Poésie
Carreaux - 1 septembre 2012 à 20:53
Je sais pas si c'est mon manque de courage à bien chercher, mais j'ai pas trouvé de topic poésie. Je vous épargne mes éloges à Rimbaud, Walth Whitman, Baudelaire, D.H. Auden, Lautréamont... Par contre, je vous fais partager ce chef-d'oeuvre que je m'étonne de découvrir si tard.
Holy! Holy! Holy! Holy! Holy! Holy! Holy! Holy! Holy! Holy! Holy! Holy! Holy! Holy! Holy! The world is holy! The soul is holy! The skin is holy! The nose is holy! The tongue and cock and hand and asshole holy! Everything is holy! everybody's holy! everywhere is holy! everyday is in eternity! Everyman's an angel! The bum's as holy as the seraphim! the madman is holy as you my soul are holy! The typewriter is holy the poem is holy the voice is holy the hearers are holy the ecstasy is holy! Holy Peter holy Allen holy Solomon holy Lucien holy Kerouac holy Huncke holy Burroughs holy Cassady holy the unknown buggered and suffering beggars holy the hideous human angels! Holy my mother in the insane asylum! Holy the cocks of the grandfathers of Kansas! Holy the groaning saxophone! Holy the bop apocalypse! Holy the jazzbands marijuana hipsters peace & junk & drums! Holy the solitudes of skyscrapers and pavements! Holy the cafeterias filled with the millions! Holy the mysterious rivers of tears under the streets! Holy the lone juggernaut! Holy the vast lamb of the middle class! Holy the crazy shepherds of rebellion Who digs Los Angeles IS Los Angeles! Holy New York Holy San Francisco Holy Peoria & Seattle Holy Paris Holy Tangiers Holy Moscow Holy Istanbul! Holy time in eternity holy eternity in time holy the clocks in space holy the fourth dimension holy the fifth International holy the Angel in Moloch! Holy the sea holy the desert holy the railroad holy the locomotive holy the visions holy the hallucinations holy the miracles holy the eyeball holy the abyss! Holy forgiveness! mercy! charity! faith! Holy! Ours! bodies! suffering! magnanimity!
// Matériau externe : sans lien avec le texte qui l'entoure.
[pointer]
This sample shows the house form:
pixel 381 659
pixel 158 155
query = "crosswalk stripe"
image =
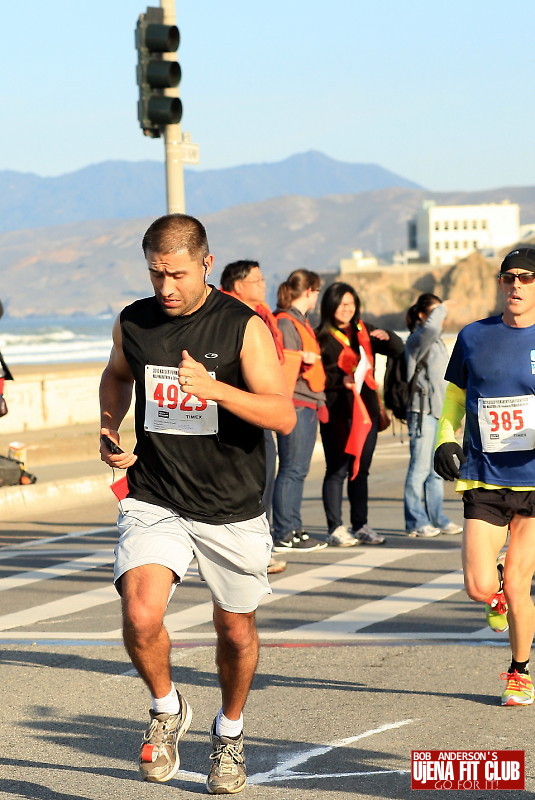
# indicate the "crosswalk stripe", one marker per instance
pixel 59 608
pixel 346 624
pixel 343 626
pixel 9 550
pixel 296 584
pixel 60 570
Holy the supernatural extra brilliant intelligent kindness of the soul!
Ginsberg
Gros Belial - 1 septembre 2012 à 20:57
Burying swords into emaciated ribs Tired naked souls Could no longer walk Exotic filthy mongrel dogs Fettered to failure By a flawed genome
With laziness indelible and inherent The pitch brutes lived At the end of the whip
Burying swords into emaciated ribs Tired naked souls Could no longer walk Exotic filthy mongrel dogs Fettered to failure By a flawed genome
With laziness indelible and inherent The pitch brutes lived At the end of the whip Disarming them of bows And poisoned arrows A lifetime of penitence Follows the lost battle Infusion of their poisoned blood Spirals into societal decay
The sobs of the defeated Became a painful roar Longing for a painless death Became their vision of heaven
Resolved to avenge the deaths Of those killed tribesmen Set themselves ablaze To avoid captured humility European death revealed mortality
Iberian troops gather their weapons Journey for centre of the plateau
Pogrom
Gros Belial - 1 septembre 2012 à 20:58
Israël s'était placé pour dominer les peuples mais l'impie se souleva contre le bacille de passage devenant celui à qui l'on crache au visage Vous tous, sbires de l'idole du vide, recommencez et venez donc pleurer sur les ruines de Sion Je ne trouverai pas un sage parmi vous Vos jours sont passés, vos projets sont anéantis
Les désirs de votre cœur...une infecte tumeur qui prétend que la nuit est le jour, Que la lumière est proche quand les ténèbres sont là N'est-ce pas le Schéol que vous espériez tant pour demeure ? C'est dans les ténèbres que Magog dressera votre couche
Et je crierai au gouffre : c'est toi leur Père ! Et à la vermine : vous êtes leurs sœurs et leur mère Votre espérance : où donc est-elle ? Votre espérance , qui peut encore l'apercevoir ? Jéhova ? Mais ce dieu est le père que l'Aryen abat Il descendra vers les barreaux du séjour des morts Quand vous irez ensemble reposer dans la poussière.
A. Mignoni.
Carreaux - 1 septembre 2012 à 21:02
Israël s'était placé pour dominer les peuples mais l'impie se souleva contre le bacille de passage devenant celui à qui l'on crache au visage Vous tous, sbires de l'idole du vide, recommencez et venez donc pleurer sur les ruines de Sion Je ne trouverai pas un sage parmi vous Vos jours sont passés, vos projets sont anéantis
Les désirs de votre cœur...une infecte tumeur qui prétend que la nuit est le jour, Que la lumière est proche quand les ténèbres sont là N'est-ce pas le Schéol que vous espériez tant pour demeure ? C'est dans les ténèbres que Magog dressera votre couche
Et je crierai au gouffre : c'est toi leur Père ! Et à la vermine : vous êtes leurs sœurs et leur mère Votre espérance : où donc est-elle ? Votre espérance , qui peut encore l'apercevoir ? Jéhova ? Mais ce dieu est le père que l'Aryen abat Il descendra vers les barreaux du séjour des morts Quand vous irez ensemble reposer dans la poussière.
A. Mignoni.
Les deux premiers paragrpahes sont un peu nuls quand même. Le dernier est intéressant, ou plutôt, aurait pu l'être si l'ensemble était construit différemment.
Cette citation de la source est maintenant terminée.